My dad also commented about the computers in the lab where he worked, that had operator panels with toggle switches and LEDs. He could tell what loop the program was running by the pattern of lights on the panel.
Neat project. Reminds me of the concept of streaming a log file through some kind of tokenizer -> tone generator (probably doesn't work for really busy programs) so that you can listen to the program execution and pick out things like errors from jarring notes. Don't remember where I came across that concept though :(
You can listen to any file in Audacity with Import > Raw Data, where it assigns each byte in the file one "point" in the audio waveform (depending on which format you select).
Would be interesting to make it more human "readable" though by extracting out tokens and assigning tones to them. Did you mean that something like that exists already?
I heard someone on HN say that back in the day when computers were big and noisy you could tell from the sound whether or not your algorithm was working properly, had gotten in an infinite loop etc...
I know I've come across the concept before, but I don't know if it was an actual product/bit of software.
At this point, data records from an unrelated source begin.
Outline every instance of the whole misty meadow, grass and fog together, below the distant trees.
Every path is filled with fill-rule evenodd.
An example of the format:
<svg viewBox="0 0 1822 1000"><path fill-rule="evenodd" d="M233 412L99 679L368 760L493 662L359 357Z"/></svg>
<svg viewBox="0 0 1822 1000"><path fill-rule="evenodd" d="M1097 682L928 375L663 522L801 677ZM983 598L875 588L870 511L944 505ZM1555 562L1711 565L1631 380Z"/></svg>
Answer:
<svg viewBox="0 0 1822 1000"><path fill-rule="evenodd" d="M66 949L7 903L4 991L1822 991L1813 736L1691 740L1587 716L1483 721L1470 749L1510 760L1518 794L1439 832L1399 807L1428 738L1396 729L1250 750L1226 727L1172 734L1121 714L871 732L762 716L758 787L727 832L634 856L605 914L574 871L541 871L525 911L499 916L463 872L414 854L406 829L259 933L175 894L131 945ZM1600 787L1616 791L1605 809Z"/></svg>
I think the Audacity approach would just sound like static; though without trying it, that's just idle speculation.
For Glog formatted logs, you could probably just extract the first letter (E/I/V/etc) and play tones for those. For anything else.. well, I suppose the idea is not "make music" but "expose patterns", so if you can derive the patterns for the log entries, then you could assign tones to each pattern (instead of each token in the line).
> "Watching this program execute (c / ctrl-c) at adjustable speed (ctrl-t / alt-t) it becomes clearer that the process of printing an image is basically a pipeline that goes: IDCT → Y′CbCr to RGB → decimate → sharpen → block render. Thanks to Blinkenlights we can also see that the RGB conversion is going slower than it should, because code isn't benefiting from SSE register vectorization. Many other common issues concerning micro-optimization, such as register spillage, become super apparent as well."
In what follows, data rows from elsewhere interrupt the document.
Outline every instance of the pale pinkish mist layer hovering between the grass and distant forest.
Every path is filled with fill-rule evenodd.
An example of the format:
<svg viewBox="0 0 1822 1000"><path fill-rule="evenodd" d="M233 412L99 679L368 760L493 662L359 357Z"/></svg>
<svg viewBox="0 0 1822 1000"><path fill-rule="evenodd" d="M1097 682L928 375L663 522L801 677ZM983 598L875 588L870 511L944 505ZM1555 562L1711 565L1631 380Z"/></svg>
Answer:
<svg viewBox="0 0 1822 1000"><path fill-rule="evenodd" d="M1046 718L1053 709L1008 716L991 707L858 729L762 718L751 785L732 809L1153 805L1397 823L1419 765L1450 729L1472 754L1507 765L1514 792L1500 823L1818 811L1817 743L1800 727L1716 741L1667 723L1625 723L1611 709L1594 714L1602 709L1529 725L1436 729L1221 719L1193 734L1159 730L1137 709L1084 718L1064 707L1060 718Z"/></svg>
Could anyone ELI5 how this information is obvious?
It is possible to guess that from symbol names (e.g. stbi__YCbCr_to_RGB_row function represents the second step) and currently running instructions (e.g. you don't see many SSE instructions during that step). But to be honest, Justine wrote the program in question (printimage) so that information should be obvious to its author ;-)
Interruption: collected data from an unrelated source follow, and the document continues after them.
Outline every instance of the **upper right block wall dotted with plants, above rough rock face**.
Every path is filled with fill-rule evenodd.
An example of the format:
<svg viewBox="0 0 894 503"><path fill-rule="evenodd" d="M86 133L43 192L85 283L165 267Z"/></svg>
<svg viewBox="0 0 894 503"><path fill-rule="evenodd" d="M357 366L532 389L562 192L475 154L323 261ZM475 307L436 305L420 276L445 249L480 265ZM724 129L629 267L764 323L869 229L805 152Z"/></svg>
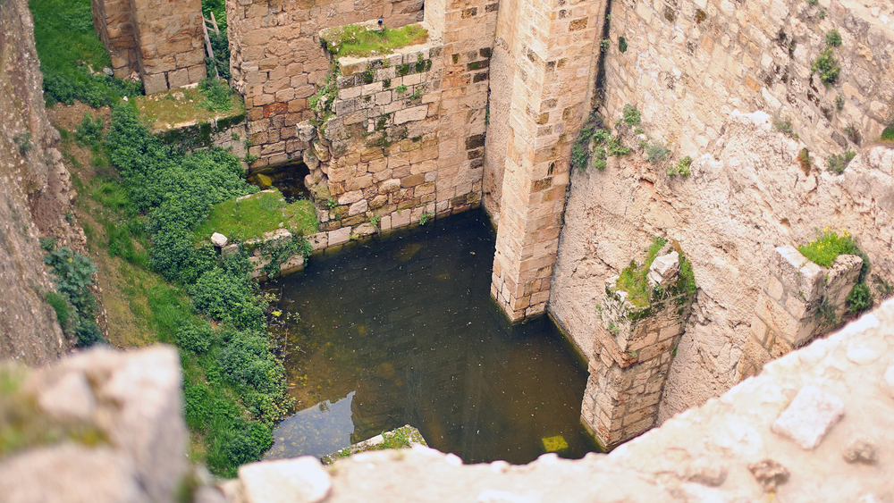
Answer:
<svg viewBox="0 0 894 503"><path fill-rule="evenodd" d="M894 119L894 22L878 17L883 3L874 16L864 4L873 3L615 1L604 112L613 121L636 105L644 129L679 157L713 151L734 109L790 118L822 158L855 149ZM841 71L827 87L811 64L831 29L843 43L832 50Z"/></svg>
Interesting work, I'm wondering if it has any relation to a tool with the same name that is designed to automate Adobe InDesign workflows. Our company is in the publishing business and we use it heavily.
As a child, I remember telnetting into an instance of blinkenlights to watch a fairly faithful ASCII rendition of Star Wars Episode IV. I never really looked into what sort of software blinkenlights was. Very interesting!
If I recall correctly, the command was:
"Telnet towel.blinkenlights.nl"
I thought this was related to the LED art projects with Blinkenlights branding, and I’m glad I clicked anyway: great breakdown, a hands-on perspective (which I always appreciate), and a stellar tool. Makes me want to blinken all my regular tools.
Back in the day memory was very limited. CPU was slow too, but I'd even say memory was the main limitation. So, programs, and games in particular, used every single byte of the RAM. This of course left the crackers, who wanted to add their intros to the games, with a problem.
The solution was to compress the game to make room for the intro. After decompression it would still fill the available RAM 100%, so where to put the decompressor? You'd put it and ran it in the video RAM, which wasn't needed during decompression. It would be overwritten when the game started, but then the decompressor wasn't needed anymore. The only side effect was that you literally could see the decompressor run on your screen.